What struck me most is the Green Lady’s response to Ransom’s talkings and his way of thinking. The Green Lady realises later that Ransom is vastly different—“more than two kinds of fruit,” and “more unlike than two tastes.” The difference is great and each of two are so great. Ransom comes from a world that chases after what it expects to be good; The Green Lady, in contrast, has been looking only for the given good—not what she expects. And it is from her own heart that she desires this.
When I was reading this part, I came at length to realisation that freewill did exist before the Fall. The Green Lady chooses to seek the true good, paradoxically the given good, not out of obligation, but trust. Ransom couldn’t see the wonder and glory of it, as it defies the Earth’s logic that true good should be as expected. But the Green Lady said,
“I thought that I was carried in the will of Him I love, but now I see that I walk with it. I thought that the good things He sent me drew me into them as the waves lift the islands; but now I see that it is I who plunge into them with my own legs and arms, as when we go swimming.”

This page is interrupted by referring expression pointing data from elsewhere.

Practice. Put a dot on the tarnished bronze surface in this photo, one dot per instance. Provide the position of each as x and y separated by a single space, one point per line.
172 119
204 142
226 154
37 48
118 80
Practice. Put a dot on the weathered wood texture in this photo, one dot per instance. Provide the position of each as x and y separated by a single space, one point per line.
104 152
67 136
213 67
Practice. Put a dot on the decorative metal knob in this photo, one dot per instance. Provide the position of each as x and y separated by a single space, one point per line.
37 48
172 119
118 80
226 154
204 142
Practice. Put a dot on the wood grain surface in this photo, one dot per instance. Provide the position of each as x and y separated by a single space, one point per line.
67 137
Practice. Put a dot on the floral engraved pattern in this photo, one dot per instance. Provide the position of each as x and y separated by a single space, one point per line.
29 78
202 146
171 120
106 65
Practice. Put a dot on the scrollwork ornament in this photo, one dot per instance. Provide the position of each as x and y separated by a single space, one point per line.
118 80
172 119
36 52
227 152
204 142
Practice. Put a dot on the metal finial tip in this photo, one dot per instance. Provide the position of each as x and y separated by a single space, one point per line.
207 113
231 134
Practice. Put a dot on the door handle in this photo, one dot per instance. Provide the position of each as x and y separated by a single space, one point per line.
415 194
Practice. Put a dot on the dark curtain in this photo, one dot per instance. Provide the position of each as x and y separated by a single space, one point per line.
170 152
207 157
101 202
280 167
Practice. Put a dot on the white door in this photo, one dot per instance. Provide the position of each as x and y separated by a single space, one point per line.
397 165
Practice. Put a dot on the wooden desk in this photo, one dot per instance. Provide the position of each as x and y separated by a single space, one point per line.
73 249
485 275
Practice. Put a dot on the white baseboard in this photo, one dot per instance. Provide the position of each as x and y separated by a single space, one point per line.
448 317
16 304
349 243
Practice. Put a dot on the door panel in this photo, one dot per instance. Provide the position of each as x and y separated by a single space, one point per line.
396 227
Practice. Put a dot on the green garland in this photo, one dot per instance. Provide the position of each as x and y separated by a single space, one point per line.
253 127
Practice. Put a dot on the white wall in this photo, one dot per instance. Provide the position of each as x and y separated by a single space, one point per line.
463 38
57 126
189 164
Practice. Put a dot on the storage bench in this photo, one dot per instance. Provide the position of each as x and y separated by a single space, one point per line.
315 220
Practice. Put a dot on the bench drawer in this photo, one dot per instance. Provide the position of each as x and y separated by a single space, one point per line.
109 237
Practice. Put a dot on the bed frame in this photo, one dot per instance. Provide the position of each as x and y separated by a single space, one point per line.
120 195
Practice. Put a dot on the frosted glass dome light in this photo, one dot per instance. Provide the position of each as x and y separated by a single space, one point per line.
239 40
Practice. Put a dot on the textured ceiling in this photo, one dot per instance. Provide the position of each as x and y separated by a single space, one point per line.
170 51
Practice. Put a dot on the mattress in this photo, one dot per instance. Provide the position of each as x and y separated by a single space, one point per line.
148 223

The Green Lady understands that she is willingly walking alongside the Maleldil, not merely being carried by Him. This is where Lewis begins to astonish us—he is defending freewill. It is not the kind we use as a mean for our own sake, but as the joyful choice to align one’s will with the will of God. Risk is not in surrendering our will, but insisting on our own path. The Green Lady, though living with full possession of her freedom, has never departed from her trust in Maleldil. The danger in Adam and Eve is not the fruits itself, but the failure to obey God’s will. Sin would not have come because Adam and Eve ate the fruit, but because they defined good for themselves. I venture to say that if only they had endured successfully and waited till they’re given permission to pluck the fruit, sin would have found no way to enter. It was in choosing their own destiny that they corrupted the goodness of their life.

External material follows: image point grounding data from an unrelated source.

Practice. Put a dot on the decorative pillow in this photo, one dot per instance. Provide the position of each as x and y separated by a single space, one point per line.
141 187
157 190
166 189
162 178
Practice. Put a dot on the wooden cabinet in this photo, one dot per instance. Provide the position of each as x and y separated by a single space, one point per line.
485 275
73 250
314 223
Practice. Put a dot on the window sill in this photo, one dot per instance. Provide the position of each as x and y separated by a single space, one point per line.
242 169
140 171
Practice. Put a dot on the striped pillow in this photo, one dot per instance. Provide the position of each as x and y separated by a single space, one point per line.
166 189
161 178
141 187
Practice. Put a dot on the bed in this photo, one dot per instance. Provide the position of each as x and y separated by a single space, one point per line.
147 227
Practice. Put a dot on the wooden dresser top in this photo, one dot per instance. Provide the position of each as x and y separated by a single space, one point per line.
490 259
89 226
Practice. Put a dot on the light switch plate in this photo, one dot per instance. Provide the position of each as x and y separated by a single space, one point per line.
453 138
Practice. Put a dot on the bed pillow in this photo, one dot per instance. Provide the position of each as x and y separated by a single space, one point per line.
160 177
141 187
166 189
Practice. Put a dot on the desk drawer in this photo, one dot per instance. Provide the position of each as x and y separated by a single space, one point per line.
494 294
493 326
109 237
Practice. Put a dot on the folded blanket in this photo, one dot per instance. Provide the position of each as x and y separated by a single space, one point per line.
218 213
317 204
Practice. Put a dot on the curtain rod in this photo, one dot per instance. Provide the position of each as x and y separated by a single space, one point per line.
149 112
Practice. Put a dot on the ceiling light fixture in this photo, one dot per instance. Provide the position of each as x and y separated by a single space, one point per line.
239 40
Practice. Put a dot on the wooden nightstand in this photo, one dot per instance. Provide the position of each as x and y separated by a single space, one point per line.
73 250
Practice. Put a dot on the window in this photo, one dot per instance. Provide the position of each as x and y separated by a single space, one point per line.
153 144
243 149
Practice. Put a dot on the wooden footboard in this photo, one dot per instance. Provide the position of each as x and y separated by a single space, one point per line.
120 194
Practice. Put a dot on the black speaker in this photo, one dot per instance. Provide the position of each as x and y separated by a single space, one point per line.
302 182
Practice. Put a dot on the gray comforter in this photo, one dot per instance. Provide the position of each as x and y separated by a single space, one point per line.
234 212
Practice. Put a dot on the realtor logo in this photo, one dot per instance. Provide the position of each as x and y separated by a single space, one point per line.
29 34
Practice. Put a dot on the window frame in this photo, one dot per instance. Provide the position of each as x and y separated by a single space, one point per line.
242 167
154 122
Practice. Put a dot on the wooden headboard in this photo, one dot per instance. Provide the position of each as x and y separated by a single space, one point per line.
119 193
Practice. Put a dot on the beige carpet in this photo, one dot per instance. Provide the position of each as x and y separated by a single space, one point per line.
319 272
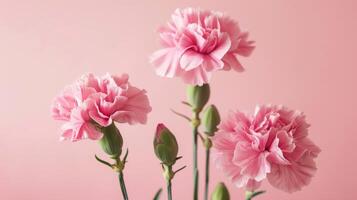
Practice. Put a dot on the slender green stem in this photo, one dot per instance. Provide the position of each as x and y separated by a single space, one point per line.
249 195
169 190
208 150
122 185
196 123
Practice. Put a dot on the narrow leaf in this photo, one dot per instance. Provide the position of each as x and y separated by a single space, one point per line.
157 195
103 162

Frodo’s life, too, reflects this truth. When he says, “I wish it need not have happened in my time.”
Frodo does not change the course of his own future by rejecting the Ring. Instead he receives it and bears it freely, though reluctantly, choosing to take a costly path for the sake of the Shire and of the Middle-earth. Gandalf, echoing on the weight and wonder of the rightly used freewill, says, “All we have to decide is what to do with the time that is given us.”

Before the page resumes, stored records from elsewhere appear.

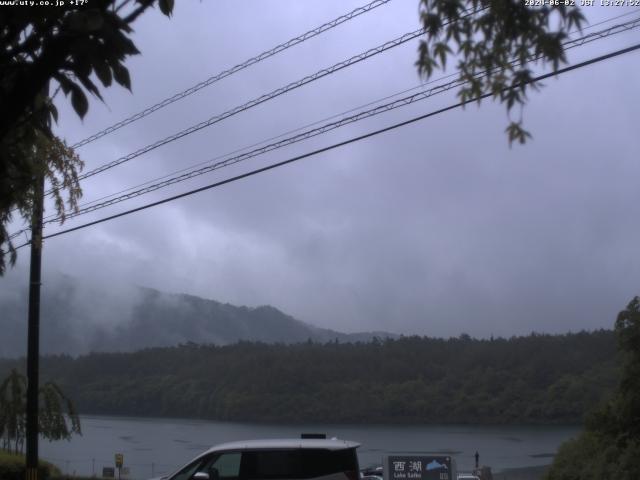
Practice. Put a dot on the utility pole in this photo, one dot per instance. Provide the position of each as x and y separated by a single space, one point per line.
33 332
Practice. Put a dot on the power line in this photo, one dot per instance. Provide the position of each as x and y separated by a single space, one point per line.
226 73
327 127
346 142
257 101
567 45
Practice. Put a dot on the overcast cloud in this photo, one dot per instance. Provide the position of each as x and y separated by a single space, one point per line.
437 228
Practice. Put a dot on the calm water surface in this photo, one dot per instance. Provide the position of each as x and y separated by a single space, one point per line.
153 446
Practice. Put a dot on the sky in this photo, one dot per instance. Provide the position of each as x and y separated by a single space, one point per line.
438 228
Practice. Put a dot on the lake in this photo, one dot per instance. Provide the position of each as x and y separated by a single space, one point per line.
157 446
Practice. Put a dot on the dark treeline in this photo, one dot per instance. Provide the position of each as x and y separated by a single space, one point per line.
538 379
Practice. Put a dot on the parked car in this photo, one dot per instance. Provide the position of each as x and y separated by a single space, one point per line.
372 473
304 458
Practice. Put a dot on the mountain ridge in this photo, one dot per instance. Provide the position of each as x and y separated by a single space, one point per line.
78 318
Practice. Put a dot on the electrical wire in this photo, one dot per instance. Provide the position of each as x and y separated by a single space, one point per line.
618 28
257 101
346 142
327 127
226 73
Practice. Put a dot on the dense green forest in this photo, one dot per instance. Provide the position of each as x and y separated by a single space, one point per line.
537 379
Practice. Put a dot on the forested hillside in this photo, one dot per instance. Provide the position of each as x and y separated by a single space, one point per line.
538 379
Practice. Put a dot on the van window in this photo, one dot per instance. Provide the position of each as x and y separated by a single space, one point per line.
296 464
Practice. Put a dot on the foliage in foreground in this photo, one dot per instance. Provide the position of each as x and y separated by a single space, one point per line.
609 447
57 419
12 467
72 49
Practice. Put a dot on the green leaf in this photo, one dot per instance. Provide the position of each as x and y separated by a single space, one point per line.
166 7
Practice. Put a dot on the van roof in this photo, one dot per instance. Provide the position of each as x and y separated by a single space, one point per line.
285 443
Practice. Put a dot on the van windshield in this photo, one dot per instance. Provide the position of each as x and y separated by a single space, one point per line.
298 463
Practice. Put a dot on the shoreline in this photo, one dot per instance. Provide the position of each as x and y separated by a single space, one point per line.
521 473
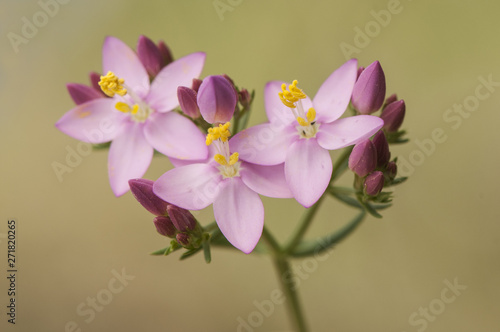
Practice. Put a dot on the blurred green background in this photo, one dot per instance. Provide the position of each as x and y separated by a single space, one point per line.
444 224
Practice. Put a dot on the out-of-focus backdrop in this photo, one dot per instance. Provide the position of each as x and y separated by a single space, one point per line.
432 262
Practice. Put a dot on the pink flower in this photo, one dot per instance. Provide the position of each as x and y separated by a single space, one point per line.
300 132
137 118
231 185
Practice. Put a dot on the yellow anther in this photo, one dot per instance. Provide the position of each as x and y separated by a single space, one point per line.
296 91
110 84
292 95
136 108
122 107
285 102
221 132
311 115
125 108
302 122
221 159
233 159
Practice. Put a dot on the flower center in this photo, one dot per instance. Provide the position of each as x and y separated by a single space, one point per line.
292 98
229 166
111 85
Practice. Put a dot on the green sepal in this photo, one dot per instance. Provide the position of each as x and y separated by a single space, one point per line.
397 137
101 146
346 199
190 253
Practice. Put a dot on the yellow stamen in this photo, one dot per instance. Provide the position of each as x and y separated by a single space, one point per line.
233 159
221 132
135 109
311 115
302 122
110 84
220 159
292 95
122 107
125 108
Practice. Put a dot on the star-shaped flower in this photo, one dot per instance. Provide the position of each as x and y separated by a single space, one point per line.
137 117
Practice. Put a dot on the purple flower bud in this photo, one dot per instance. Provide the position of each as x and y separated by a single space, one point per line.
183 239
229 79
150 55
363 158
94 81
142 190
374 183
391 170
164 226
392 98
393 115
183 219
166 55
369 90
187 101
382 147
245 98
217 99
360 70
81 93
196 84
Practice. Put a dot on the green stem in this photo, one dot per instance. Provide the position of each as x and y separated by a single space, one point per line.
308 216
284 274
304 224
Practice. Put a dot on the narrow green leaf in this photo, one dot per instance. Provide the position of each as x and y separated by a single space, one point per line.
189 253
314 247
160 252
399 180
371 210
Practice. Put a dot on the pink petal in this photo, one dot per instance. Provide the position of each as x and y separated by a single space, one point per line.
163 94
95 121
191 187
129 157
175 136
184 162
348 131
264 144
334 94
266 180
239 213
124 63
308 168
82 93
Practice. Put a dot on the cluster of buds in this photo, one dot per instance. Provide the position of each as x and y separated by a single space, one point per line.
152 56
214 98
368 97
170 220
370 160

In the same way, the Green Lady shows that freedom is not for choosing the expected good, but instead for receiving the given good, and trusting that the good given by God is the best.
Lewis’s Space Trilogy couldn’t be long enough to suit me, for I found it so enthralling and spiritually nourishing. Lewis might be best known for Mere Christianity and the Chronicles of Narnia. But I would say that his Space Trilogy is a hidden gem, for one cannot help but marvel at his brilliant storytelling in fusing reason, faith, imagination, and the profound truths of God’s grace.
Thank you for your post. The delight in trusting God for the best, not just the best considering the situation but rather the best!
Stanley this was a great reflection on perelandra! Thanks for writing this. Like you, the theme of free will stirred me in my reading of Perelandra. One of my favorite quotes from the lady is “to walk out of his will is to walk into nowhere.”
I’ve been on a break from my substack podcast however when I get back to it, it would be fun to have you on for a session on perelandra.